Anyone ever heard about or seen this light.?


----------



## Kilovolt (Mar 24, 2007)

*Re: Surefire - "The Monster"*

If you go to page 80 of the SF 2007 catalog:

http://www.surefire.com/maxexp/main.pl?pgm=co_catreq&func=disp&strfnbr=6&sesent=0,0

you will find all details of the Beast which may well be what you saw.

Enjoy yourself


----------



## tussery (Mar 24, 2007)

*Re: Surefire - "The Monster"*



Budman231 said:


> Anyone ever heard about or seen this light.?


There are probably a few people on this forum who own one.


----------



## Budman231 (Mar 24, 2007)

Ya thats the one. Thanks...


----------



## kooter (Mar 24, 2007)

My friend was in a shop in Shaftsbury ave in London today, and rang me to say he had the Surfire beast in his hands. He said it takes 19 CR123s or the rechargeable pack it comes with.  But here in the UK its 4000 pounds.


----------



## LuxLuthor (Mar 24, 2007)

Do a search for it on these forums. It has been widely discussed, and compared to other brighter and cheaper lights, which may *NOT *be as rugged..so it's all tradeoffs.

Edit: I forgot the "NOT"


----------



## NAW (Mar 24, 2007)

Check out some of these beamshots of the Beast II. 
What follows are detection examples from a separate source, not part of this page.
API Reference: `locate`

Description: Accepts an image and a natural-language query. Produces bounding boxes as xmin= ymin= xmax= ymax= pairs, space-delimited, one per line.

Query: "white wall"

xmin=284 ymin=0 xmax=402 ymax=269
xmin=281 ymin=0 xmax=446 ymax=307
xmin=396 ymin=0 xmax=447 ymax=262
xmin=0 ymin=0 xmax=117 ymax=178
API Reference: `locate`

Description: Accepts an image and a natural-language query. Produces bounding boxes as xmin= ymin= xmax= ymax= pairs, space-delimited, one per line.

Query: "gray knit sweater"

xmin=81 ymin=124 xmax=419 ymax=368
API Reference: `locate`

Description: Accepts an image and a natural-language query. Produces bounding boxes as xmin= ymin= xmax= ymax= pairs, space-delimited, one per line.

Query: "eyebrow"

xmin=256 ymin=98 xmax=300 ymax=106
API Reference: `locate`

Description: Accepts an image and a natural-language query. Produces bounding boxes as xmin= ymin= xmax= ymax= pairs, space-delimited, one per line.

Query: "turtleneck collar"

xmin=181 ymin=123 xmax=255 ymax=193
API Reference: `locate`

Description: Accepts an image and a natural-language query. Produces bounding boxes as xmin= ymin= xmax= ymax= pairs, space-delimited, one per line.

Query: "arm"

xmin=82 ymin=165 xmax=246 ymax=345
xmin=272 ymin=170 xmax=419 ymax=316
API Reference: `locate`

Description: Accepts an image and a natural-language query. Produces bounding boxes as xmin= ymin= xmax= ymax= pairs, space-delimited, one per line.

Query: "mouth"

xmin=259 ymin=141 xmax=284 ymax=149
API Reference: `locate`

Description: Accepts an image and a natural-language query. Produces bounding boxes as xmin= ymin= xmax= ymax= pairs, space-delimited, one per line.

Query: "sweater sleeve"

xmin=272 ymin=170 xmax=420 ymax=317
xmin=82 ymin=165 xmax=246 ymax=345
https://www.candlepowerforums.com/posts/1915139&postcount=37


----------



## Illum (Mar 24, 2007)

Beast I, [Beast original] was of limited edition and does not have the LEDs in the bezel.

your referring to the Beast II...if I remember correctly, they made that rechargeable

heres a few threads about both...pretty limited
*Encounter with the Beast [serial 008of100]*
*Surefire Beast
**The SF "Beast"*
*Superlights Shootout II*
*Surefire Beast 2 and Hellfire*
*NEW from SUREFIRE THE BEAST II*

only place I know that sells it [be sure to check with the CPF specials page on discounts ]
http://www.opticshq.com/page/Optics/PROD/freeship/B1R-BK

its $4800 original, $3499.95 after discount

enjoy! :wave:


----------



## leprechaun414 (Mar 31, 2007)

The Beast II adds LEDs for when you don't want to burn your retinas while reading something close up or when a little light is needed. Besides having a huge pricetag it is very hard to get one since Surefire runs them on a limited availability. Not like they stock a $4000 light. I will get one when I win the lottery


----------